Incidence of DCIS increases with age before decreasing again after the ages of 70 to 75. Incidence of DCIS is similar in white, black, and Asian women, but white women have a higher incidence of invasive cancer. The risk factors for DCIS are similar to that of invasive cancer and include a family history of breast cancer, nulliparity or late age at first birth, previous breast biopsy, and late age at menopause. No association with smoking, body mass index (BMI), alcohol consumption, or oral contraception has been found. However, postmenopausal hormone therapy does significantly increase the risk for DCIS as it increases the risk of invasive cancer. Mammographic density, as measured by the Breast Imaging Reporting and Data System (BI-RADS) categories, increases risk of DCIS, similar to that of invasive cancer, with women with dense breasts being at 2-3 fold higher risk than those with fatty breasts. Carriers of oncogenes BRCA1 and BRCA2 also are at increased risk of DCIS.

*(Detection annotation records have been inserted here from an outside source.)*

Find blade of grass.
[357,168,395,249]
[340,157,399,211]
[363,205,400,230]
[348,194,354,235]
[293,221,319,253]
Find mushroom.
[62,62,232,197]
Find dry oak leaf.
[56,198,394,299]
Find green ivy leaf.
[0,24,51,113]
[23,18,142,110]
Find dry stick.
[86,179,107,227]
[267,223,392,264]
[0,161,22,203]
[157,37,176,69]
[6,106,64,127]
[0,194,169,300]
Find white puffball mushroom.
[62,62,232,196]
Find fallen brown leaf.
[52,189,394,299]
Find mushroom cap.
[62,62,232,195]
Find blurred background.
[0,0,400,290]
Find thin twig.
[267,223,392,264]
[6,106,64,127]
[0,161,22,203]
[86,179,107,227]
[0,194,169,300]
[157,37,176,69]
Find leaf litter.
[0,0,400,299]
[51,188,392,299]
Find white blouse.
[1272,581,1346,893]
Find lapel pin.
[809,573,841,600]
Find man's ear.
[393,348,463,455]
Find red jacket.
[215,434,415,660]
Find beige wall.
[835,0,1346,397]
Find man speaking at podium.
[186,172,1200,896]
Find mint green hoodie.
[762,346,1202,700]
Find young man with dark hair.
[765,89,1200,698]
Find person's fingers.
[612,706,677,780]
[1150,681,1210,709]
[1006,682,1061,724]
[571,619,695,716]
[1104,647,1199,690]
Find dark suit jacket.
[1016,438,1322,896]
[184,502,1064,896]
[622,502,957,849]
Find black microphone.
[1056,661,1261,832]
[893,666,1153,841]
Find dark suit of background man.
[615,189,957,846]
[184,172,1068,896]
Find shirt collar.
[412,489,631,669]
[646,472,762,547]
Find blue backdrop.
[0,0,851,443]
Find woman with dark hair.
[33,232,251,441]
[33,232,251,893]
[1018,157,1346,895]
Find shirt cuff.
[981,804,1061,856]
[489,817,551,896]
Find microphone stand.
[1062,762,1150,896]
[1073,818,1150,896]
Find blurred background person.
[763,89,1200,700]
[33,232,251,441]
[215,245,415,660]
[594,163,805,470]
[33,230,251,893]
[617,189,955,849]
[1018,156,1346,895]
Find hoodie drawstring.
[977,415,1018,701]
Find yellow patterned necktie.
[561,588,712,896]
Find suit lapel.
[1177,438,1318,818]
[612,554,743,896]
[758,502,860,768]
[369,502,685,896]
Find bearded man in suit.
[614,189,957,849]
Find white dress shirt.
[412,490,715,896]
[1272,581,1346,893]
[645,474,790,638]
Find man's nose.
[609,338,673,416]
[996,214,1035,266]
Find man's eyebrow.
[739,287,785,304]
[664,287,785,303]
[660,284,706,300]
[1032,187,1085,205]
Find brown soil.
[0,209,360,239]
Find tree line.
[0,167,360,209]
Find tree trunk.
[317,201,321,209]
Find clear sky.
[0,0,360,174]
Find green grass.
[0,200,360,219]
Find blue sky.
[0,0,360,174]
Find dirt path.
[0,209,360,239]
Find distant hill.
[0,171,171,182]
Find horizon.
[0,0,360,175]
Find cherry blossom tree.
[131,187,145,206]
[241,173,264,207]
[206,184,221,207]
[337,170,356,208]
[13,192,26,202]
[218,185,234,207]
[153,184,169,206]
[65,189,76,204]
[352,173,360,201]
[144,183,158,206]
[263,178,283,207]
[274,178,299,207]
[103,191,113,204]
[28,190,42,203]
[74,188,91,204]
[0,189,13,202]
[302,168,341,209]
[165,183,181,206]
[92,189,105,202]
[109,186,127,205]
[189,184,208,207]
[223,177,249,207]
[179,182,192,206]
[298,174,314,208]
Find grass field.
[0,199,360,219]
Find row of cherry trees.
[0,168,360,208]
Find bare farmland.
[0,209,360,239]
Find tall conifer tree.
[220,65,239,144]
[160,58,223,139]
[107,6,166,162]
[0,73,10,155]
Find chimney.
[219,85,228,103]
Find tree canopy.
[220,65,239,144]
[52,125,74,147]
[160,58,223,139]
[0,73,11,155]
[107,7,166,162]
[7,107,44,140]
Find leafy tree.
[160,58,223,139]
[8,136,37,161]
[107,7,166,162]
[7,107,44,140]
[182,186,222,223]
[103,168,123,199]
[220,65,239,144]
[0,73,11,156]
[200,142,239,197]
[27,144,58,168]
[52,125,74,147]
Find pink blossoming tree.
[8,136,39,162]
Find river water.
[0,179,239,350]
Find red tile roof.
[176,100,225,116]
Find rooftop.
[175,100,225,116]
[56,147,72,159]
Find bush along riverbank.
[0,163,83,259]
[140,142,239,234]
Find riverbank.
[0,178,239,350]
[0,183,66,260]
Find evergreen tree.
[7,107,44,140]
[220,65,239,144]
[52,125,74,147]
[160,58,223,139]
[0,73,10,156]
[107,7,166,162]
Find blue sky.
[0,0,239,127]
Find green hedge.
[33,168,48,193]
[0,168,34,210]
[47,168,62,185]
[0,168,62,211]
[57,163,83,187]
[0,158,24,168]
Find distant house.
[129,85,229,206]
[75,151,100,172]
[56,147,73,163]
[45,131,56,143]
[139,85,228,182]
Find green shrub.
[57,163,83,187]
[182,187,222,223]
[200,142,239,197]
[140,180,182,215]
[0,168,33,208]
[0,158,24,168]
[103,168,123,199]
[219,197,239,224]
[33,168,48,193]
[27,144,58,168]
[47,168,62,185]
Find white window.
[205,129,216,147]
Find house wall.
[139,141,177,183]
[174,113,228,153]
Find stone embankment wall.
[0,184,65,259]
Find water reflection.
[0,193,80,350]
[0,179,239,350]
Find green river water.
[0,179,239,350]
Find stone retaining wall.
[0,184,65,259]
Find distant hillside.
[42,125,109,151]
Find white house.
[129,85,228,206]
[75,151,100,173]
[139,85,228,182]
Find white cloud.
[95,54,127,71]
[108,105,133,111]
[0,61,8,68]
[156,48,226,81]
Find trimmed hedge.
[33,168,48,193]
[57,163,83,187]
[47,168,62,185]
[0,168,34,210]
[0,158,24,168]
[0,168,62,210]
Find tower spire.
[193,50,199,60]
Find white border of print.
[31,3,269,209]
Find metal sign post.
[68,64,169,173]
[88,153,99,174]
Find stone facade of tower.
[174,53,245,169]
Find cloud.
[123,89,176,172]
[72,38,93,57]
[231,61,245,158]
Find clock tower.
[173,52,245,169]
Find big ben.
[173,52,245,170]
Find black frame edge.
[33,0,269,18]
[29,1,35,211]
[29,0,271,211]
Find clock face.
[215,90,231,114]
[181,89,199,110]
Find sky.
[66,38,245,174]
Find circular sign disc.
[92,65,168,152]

DCIS is most commonly diagnosed on mammography, with 80 to 85 percent of cases being initially identified in this manner. A core biopsy or needle localization and excisional biopsy are used for definitive diagnosis. Unfortunately, mammography cannot distinguish DCIS lesions that will be associated with subsequent tumor events from those that will not. There are no criteria that can consistently stratify women with DCIS into risk categories of those most likely to have a subsequent DCIS event, those likely to have a subsequent invasive event, and those likely to have no further tumor events. Thus, it is necessary to continue to investigate the natural history of DCIS and determine which DCIS lesions are associated with the highest risk of a subsequent tumor events.
Treatment of DCIS is relatively aggressive, with the majority of patients undergoing lumpectomy or lumpectomy combined with radiotherapy. The number of patients undergoing mastectomy for DCIS is decreasing and the number taking adjuvant tamoxifen is increasing. Fifteen percent of women diagnosed with DCIS will have a subsequent invasive event within 10 years. The percentage of women with DCIS dying of breast cancer is low at 1 to 2% 10 years after diagnosis.